Sibonelo Makhanya

Personal information
- Full name: Bongumusa Sibonelo Makhanya
- Born: 7 March 1996 (age 30) Durban, KwaZulu-Natal, South Africa
- Batting: Right-handed
- Bowling: Right-arm medium
- Role: Batter

Domestic team information
- 2013/14–2019/20: KwaZulu-Natal
- 2014/15–2019/20: Dolphins
- 2018: Cape Town Blitz
- 2019: Paarl Rocks
- 2020/21: Titans
- 2021/22–present: Northerns
- 2023: Joburg Super Kings

Career statistics
| Competition | FC | LA | T20 |
| Matches | 75 | 71 | 76 |
| Runs scored | 2,988 | 1,423 | 823 |
| Batting average | 26.67 | 26.35 | 20.57 |
| 100s/50s | 3/15 | 0/13 | 0/1 |
| Top score | 192 | 82 | 62* |
| Balls bowled | 2,218 | 916 | 252 |
| Wickets | 24 | 18 | 6 |
| Bowling average | 49.41 | 41.94 | 61.33 |
| 5 wickets in innings | 0 | 0 | 0 |
| 10 wickets in match | 0 | 0 | 0 |
| Best bowling | 2/15 | 3/36 | 3/21 |
| Catches/stumpings | 36/– | 33/– | 21/– |
- Source: ESPNcricinfo, 24 January 2023

= Sibonelo Makhanya =

South African cricketer (born 1996)

Bongumusa Sibonelo Makhanya (born 7 March 1996) is a South African cricketer.

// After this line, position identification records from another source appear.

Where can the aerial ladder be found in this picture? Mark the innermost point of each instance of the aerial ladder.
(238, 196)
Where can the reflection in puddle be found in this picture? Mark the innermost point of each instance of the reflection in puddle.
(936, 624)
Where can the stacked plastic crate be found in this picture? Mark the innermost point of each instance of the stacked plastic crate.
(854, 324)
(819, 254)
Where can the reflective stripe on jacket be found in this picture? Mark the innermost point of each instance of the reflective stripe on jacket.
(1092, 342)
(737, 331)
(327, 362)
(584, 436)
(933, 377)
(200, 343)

He was part of South Africa U19 team for the 2014 ICC Under-19 Cricket World Cup. He was included in the KwaZulu-Natal cricket team squad for the 2015 Africa T20 Cup. In August 2017, he was named in Nelson Mandela Bay Stars' squad for the first season of the T20 Global League. However, in October 2017, Cricket South Africa initially postponed the tournament until November 2018, with it being cancelled soon after.

In October 2018, Makhanya was named in Cape Town Blitz's squad for the first edition of the Mzansi Super League T20 tournament. In September 2019, he was named in the squad for the Paarl Rocks team for the 2019 Mzansi Super League tournament. In April 2021, he was named in Northerns' squad, ahead of the 2021–22 cricket season in South Africa.